As Kim Chernin points out in The Obsession: Reflections in the Tyranny of Slenderness, appropriate weight is a matter of the decade in which you live. She believes feminism has been accompanied first in the twenties and then in the seventies, with a backlash of hatred for women of size: Marilyn Monroe would be today's fat woman. "The reason, I say, that 98% of women gain back the weight they have lost in (diet programs) is simple--the weight belongs to us by nature" It would seem to follow that if we accept variation in height, skin color, ableism, we should be able to recognize fatness as one of many forms of femaleness. Shadow on a Tightrope, a superb collection of writings by fat women, demonstrates that we do not. Edited by Lisa Schoenfielder and Barb Weiser, this book is must reading for those who wish to pursue the connections between anorexia, dieting and the oppression of fat women and therefore to appreciate why we need fat politics to understand eating disorders. "Consider that control over our bodies is the bottom line of the women's movement" (by Marjory Nelson). "Fat and Old, Old and Fat"And "Dieting is Starvation it is self abuse it is self hate" (by Kelly, "Medical crimes") Other articles in the book which explore political aspects of negative attitudes on weight include "The Goddess is Fat", "Conversation with Nancy", Some Thoughts on fat", and the excellent forward.

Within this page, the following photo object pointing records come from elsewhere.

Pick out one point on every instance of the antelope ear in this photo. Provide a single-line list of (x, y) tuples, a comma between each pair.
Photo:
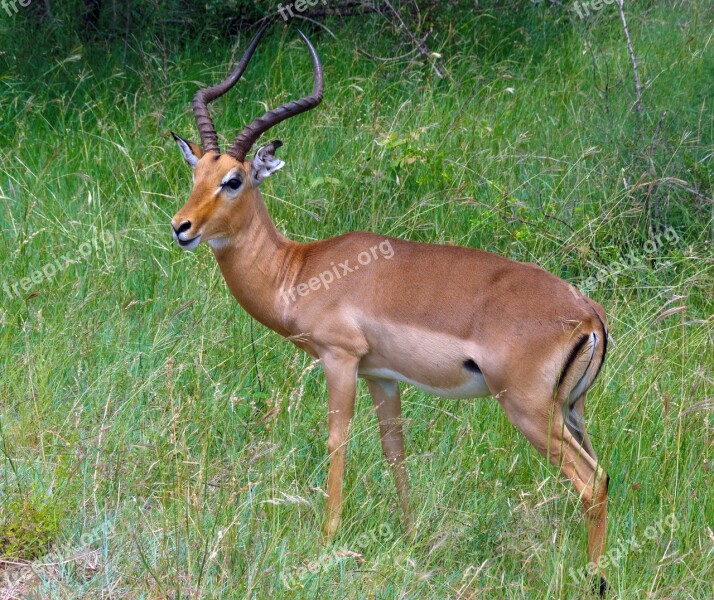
[(191, 152), (265, 162)]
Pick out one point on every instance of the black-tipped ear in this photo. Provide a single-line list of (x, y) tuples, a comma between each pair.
[(191, 152), (265, 162)]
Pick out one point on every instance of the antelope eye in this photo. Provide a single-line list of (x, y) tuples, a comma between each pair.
[(233, 183)]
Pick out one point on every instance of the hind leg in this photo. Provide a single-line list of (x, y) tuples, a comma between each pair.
[(550, 436)]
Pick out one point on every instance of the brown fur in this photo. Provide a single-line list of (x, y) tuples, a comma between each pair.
[(423, 313)]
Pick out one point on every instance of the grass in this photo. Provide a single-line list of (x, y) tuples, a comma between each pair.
[(161, 444)]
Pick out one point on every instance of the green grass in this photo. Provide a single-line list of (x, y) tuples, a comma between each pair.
[(156, 460)]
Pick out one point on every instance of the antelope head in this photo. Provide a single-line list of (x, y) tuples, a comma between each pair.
[(225, 185)]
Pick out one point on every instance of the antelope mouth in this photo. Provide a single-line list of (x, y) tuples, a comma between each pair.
[(188, 243)]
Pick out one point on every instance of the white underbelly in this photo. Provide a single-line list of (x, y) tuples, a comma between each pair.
[(475, 387)]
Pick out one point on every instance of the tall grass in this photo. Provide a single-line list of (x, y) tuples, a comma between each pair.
[(155, 442)]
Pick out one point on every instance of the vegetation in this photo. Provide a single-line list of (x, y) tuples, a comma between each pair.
[(148, 424)]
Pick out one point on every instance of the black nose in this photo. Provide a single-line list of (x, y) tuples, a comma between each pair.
[(185, 226)]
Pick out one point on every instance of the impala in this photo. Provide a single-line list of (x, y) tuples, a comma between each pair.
[(456, 322)]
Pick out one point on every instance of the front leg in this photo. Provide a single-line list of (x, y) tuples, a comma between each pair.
[(341, 374), (387, 402)]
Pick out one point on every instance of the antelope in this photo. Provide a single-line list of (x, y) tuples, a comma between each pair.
[(457, 322)]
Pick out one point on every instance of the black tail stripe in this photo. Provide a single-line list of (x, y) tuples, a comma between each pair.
[(572, 356), (604, 345)]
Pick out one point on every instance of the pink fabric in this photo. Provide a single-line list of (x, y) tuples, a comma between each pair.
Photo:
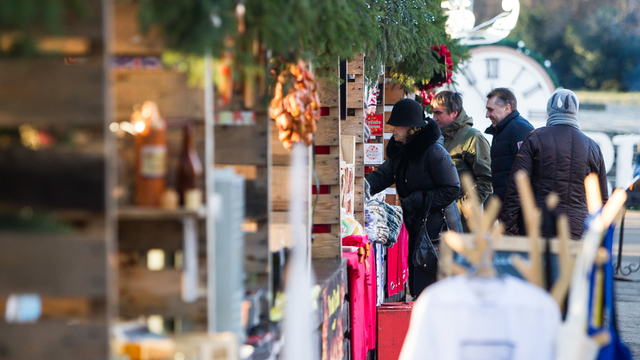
[(356, 302), (403, 250), (362, 297), (371, 293), (392, 269)]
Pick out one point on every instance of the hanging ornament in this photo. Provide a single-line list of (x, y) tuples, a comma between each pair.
[(297, 112)]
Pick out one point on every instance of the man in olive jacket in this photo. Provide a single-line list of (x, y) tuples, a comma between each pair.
[(469, 149)]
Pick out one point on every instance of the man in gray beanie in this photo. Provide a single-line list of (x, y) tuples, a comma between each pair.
[(557, 158)]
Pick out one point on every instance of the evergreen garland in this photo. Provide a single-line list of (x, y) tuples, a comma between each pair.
[(395, 33)]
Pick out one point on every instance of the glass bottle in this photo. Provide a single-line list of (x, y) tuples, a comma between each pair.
[(189, 177)]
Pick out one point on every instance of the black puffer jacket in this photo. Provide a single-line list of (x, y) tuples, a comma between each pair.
[(504, 147), (557, 159), (420, 168)]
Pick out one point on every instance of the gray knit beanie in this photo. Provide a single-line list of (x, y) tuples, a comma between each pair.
[(562, 108)]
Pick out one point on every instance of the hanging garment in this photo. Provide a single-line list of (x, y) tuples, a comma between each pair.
[(371, 298), (392, 270), (361, 268), (616, 349), (380, 273), (480, 318), (355, 272)]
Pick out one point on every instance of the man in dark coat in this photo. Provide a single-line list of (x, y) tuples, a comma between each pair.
[(557, 158), (425, 177), (509, 130)]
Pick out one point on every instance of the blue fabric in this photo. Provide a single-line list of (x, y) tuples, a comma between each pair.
[(616, 349), (636, 167)]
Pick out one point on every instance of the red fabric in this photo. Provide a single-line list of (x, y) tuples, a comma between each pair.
[(393, 255), (361, 269), (356, 301), (403, 255)]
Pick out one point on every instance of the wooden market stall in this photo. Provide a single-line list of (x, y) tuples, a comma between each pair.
[(56, 233)]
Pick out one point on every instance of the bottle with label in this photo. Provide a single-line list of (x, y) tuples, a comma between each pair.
[(151, 155), (189, 179)]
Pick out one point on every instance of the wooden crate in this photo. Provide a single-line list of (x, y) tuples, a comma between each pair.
[(327, 167), (354, 125)]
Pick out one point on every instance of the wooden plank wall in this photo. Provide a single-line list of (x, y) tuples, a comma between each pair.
[(65, 262), (327, 241), (279, 191), (354, 125)]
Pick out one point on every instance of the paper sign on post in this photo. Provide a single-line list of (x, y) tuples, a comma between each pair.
[(375, 124), (373, 154)]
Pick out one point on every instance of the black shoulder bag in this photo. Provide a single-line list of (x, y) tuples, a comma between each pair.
[(425, 253)]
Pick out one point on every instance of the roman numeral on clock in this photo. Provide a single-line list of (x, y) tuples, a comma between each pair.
[(517, 76), (492, 68), (468, 75), (532, 90)]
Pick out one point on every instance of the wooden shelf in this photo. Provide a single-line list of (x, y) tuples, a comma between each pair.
[(141, 213)]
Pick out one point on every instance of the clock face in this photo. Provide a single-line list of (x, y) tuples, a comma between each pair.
[(497, 66)]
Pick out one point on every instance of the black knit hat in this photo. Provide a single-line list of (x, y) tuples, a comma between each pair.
[(407, 112)]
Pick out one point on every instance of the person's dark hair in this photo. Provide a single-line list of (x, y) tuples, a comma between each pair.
[(504, 96), (451, 100), (413, 130)]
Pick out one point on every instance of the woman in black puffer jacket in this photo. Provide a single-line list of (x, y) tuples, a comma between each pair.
[(423, 173)]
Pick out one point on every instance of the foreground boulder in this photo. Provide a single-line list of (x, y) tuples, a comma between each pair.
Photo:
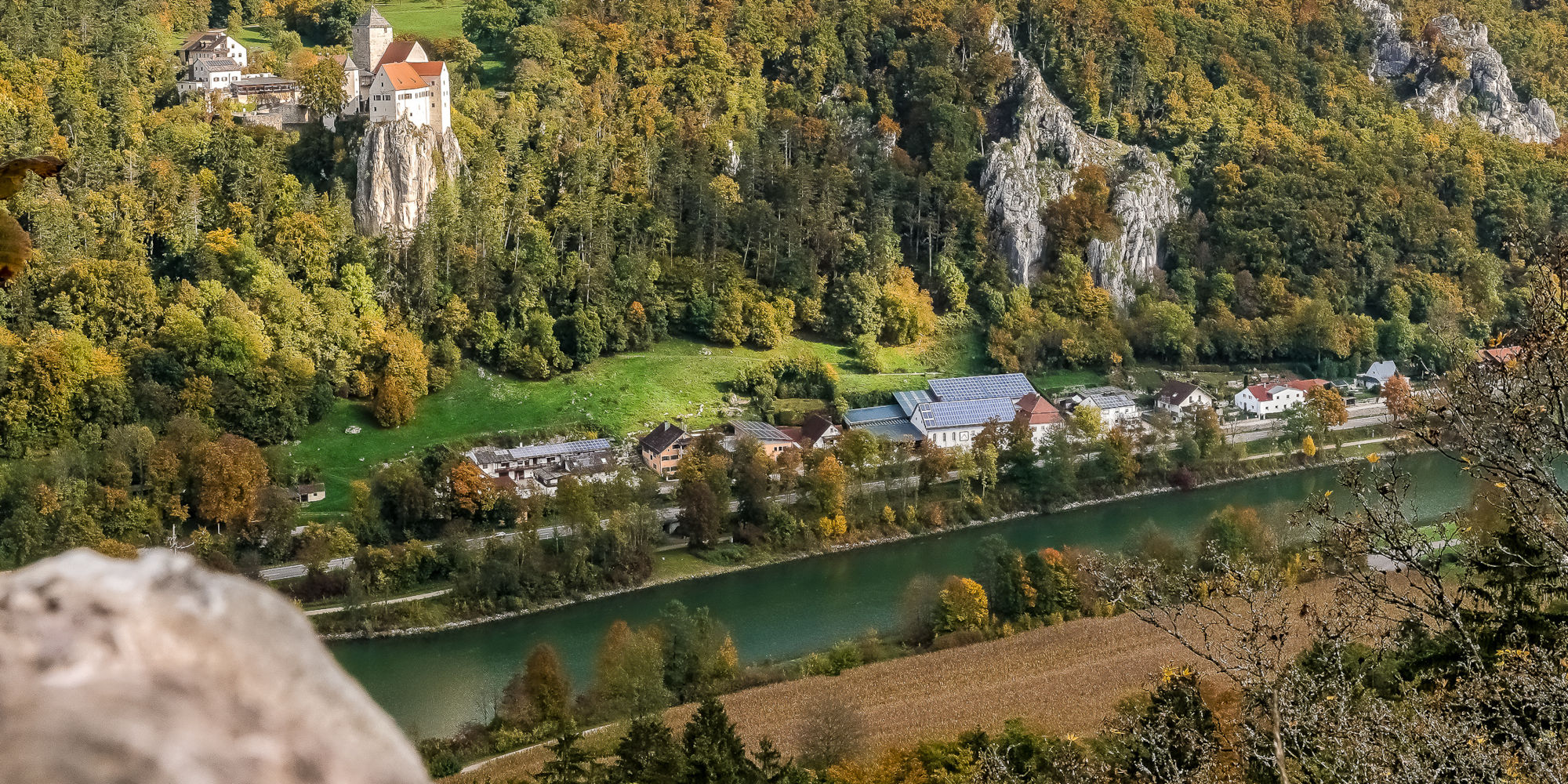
[(161, 672)]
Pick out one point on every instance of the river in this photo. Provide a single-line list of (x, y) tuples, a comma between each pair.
[(434, 684)]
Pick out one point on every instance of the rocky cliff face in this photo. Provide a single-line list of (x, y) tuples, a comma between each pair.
[(1033, 165), (161, 672), (1497, 107), (401, 165)]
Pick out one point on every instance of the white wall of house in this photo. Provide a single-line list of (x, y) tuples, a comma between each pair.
[(388, 104), (1282, 401)]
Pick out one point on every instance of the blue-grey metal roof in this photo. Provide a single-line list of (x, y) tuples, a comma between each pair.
[(758, 430), (1009, 387), (895, 430), (862, 416), (965, 413), (1106, 397), (550, 451), (910, 401), (1382, 371)]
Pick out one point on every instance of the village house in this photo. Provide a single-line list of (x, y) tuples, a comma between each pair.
[(396, 79), (1116, 405), (1181, 397), (887, 423), (772, 440), (1042, 416), (953, 412), (1276, 397), (1377, 374), (521, 463), (818, 432), (308, 493), (664, 448), (212, 45)]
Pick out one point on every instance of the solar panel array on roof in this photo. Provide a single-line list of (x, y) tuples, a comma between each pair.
[(758, 430), (1108, 397), (895, 430), (910, 401), (1011, 387), (965, 413), (570, 448), (865, 416)]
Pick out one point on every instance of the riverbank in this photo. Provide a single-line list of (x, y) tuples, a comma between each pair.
[(1062, 680), (779, 559)]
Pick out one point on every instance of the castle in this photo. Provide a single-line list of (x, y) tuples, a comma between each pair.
[(394, 81)]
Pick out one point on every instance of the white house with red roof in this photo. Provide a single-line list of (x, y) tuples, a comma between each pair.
[(1276, 397), (397, 79)]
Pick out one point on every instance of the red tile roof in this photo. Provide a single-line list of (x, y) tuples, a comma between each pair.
[(399, 53), (402, 76), (429, 70), (1263, 391), (1040, 410), (1500, 355)]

The more we explore old cookbooks, recipes from other cultures or ruminate on what folks ate 50 or 100 years ago, the more apparent it becomes that grains have been the food base of most peoples: rice, wheat, corn, millet, rye, barley, etc. Grains were the staple harvested from the wild or from planted crops. Earliest women gathered grains and devised ways to carry them back for sharing or storing. Fruits and vegetables supplemented the grains. Fish were and are eaten by peoples near water and meat has been used as an occasional condiment. It is only in the post war years that meat has become an obsession in this country: a three meal a day obsession that we are exporting as a value system to other countries, spreading starvation as a result. Grains have been associated with the earth's abundance or what patronizing writers call goddesses. Grains are our mothers. Demeter and wheat and the corn mother are but two examples. Our sustenance and life blood comes from grains. All over the Earth, the oldest images of both mother and food are personified in Goddesses of grains. Chicomecoatl the Aztec Goddess of food symbolized by a double ear of corn: Ceres/Demeter whose recurrent image is wheat or barley: Dewi Sri the Japanese rice Goddess. Ever since the precepts of psychotherapy have acquired general influence, women have been told our problems are because of our mothers. In the fifties we were told we were neurotic because of them. Now the latest wrinkle is allergies to wheat, corn and fermentation, continuing the tradition. We prefer to remember the value of grains legumes ("that which is gathered") fruits, whether fresh or fermented, yeasted, brewed in all stages from seed to decay. These are what sustain us.